Receiving biblical-theological foundations for marriage. Premarital counseling provides clergy and spiritual leaders with a unique opportunity to educate couples about the theological meaning of marriage and to establish a spiritual foundation for their bond. Such sessions stress the permanence of marriage, fidelity to vows and profound commitment to each other in good times as well as bad.

Closely examining expectations. Author of “Pre-Marital Counseling,” Aaron Rutledge, notes that couples have extremely high expectations for marriage. They often expect marriage to provide self-development and fulfillment, mutual expressions of affection, the satisfaction of sexual needs, sharing of child rearing, as well as shared interests in friends, recreation, worship and creative work. In the history of the human race, Rutledge writes, never have “so many expected so much from marriage and family life.” Thus, premarital sessions can help couples better examine and understand expectations.

Learning more about healthy communication styles. Premarital counseling classes inevitably emphasize the importance of communication between spouses. In such sessions, there is often a review of basic listening skills, appropriate ways of responding to what has been heard, and information provided about healthy ways of communicating. Lisa, who was married four years ago to Brian, says the premarital session on communication was extremely helpful:

One of the most useful tips we received from the minister was to set aside at least 20 minutes together for an “end-of-day review.” The minister advised us to do that no matter how busy we became. Those 20-minute sessions have proven to be clarifying and bonding in our relationship. We ask each other such very simple questions as: What was the best part of your day? Did anything funny, bad, joyful, etc., happen? Those few minutes allow each of us to better understand and feel what the other has experienced. It brings us much closer together.Clarifying roles and responsibilities.

In his “Premarital Counseling Handbook for Ministers,” Theodore K. Pitt notes:

Today both men and women are engaging in extensive role learning as they approach marriage. ... [Women] bring to marriage an accompanying expectation that their husbands will be full partners in the home, sharing housekeeping and child-rearing responsibilities. Men, on the other hand, are reevaluating their concepts of the roles that both men and women fill in the home.

Consequently, he advises clergy to aggressively discuss roles and responsibilities after marriage. That discussion should include household chores, income sources, children and parenting (discipline styles, values, etc.), relationships (with parents, relatives, friends, etc.) and social obligations.

Studying financial management. Clergy focus on issues of financial management because they know that money is a major cause of conflict for many couples. In fact, a survey of 2,000 men and women by Roper Starch Worldwide confirms that money — more than sex, children or in-laws — is the most common source of conflict for married couples.

Analyzing the compatibility quotient.

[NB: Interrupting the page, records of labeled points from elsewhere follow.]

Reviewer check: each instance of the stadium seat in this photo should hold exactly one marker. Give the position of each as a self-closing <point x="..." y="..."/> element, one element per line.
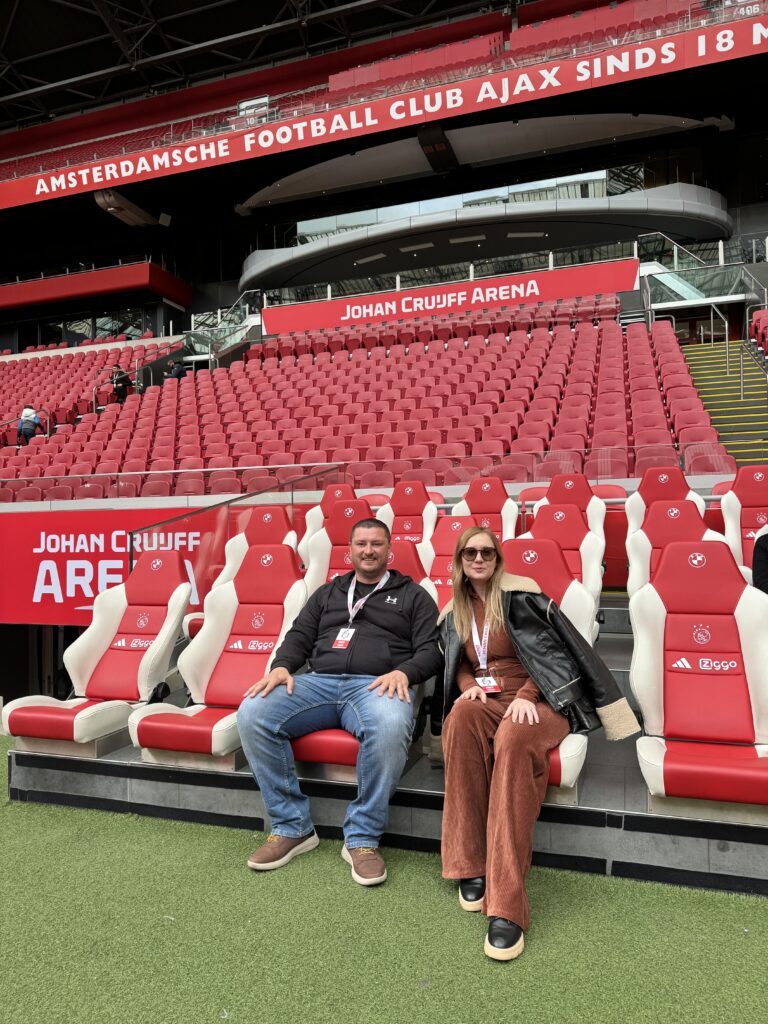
<point x="318" y="513"/>
<point x="744" y="510"/>
<point x="263" y="524"/>
<point x="665" y="522"/>
<point x="486" y="500"/>
<point x="410" y="514"/>
<point x="121" y="659"/>
<point x="246" y="619"/>
<point x="572" y="488"/>
<point x="543" y="560"/>
<point x="582" y="549"/>
<point x="657" y="484"/>
<point x="436" y="554"/>
<point x="699" y="673"/>
<point x="328" y="550"/>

In premarital counseling, couples are given an opportunity to determine if they are truly compatible. Clergy are on the lookout for red-flag situations that may need special scrutiny and discussion:

l drug or alcohol involvement l emotional problems or mental instability l lack of financial resources l contrasting cultural backgrounds or religious beliefs l wide gaps in education l short period of acquaintance

“Couples may not see these as obstacles to a good marriage, and for some these differences can and will be overcome,” notes psychologist Gary Collins. The counselor “needs to urge caution and thorough discussion of issues such as these before the couple moves ahead with marriage. In this way, a lot of potential misery may be avoided.”

Forming a stronger bond with the minister. Rather than simply preside over a rehearsal and wedding, many clergy feel it is important to establish a bond with the engaged couple — one that will endure beyond the wedding day. William H. Edwards, a Presbyterian minister in Smithtown, N.Y., says premarital counseling sessions allow him to establish a relationship with a couple “so they can feel comfortable enough to come back and talk with me if problems develop later.”

Clearly, the benefits of premarital counseling shouldn’t be overlooked by engaged couples committed to keeping their marriage vows “till death do us part.” Check with your pastor or the clergy you want to have marry you. See if premarital counseling is available, or if he or she can direct you to someone appropriately trained to walk you through these important topics. Premarital counseling just might turn out to be the perfect pre-nup to your enduring union.

One of the key objectives for premarital counseling is to help couples identify potential problems before they escalate, producing anger and disillusionment.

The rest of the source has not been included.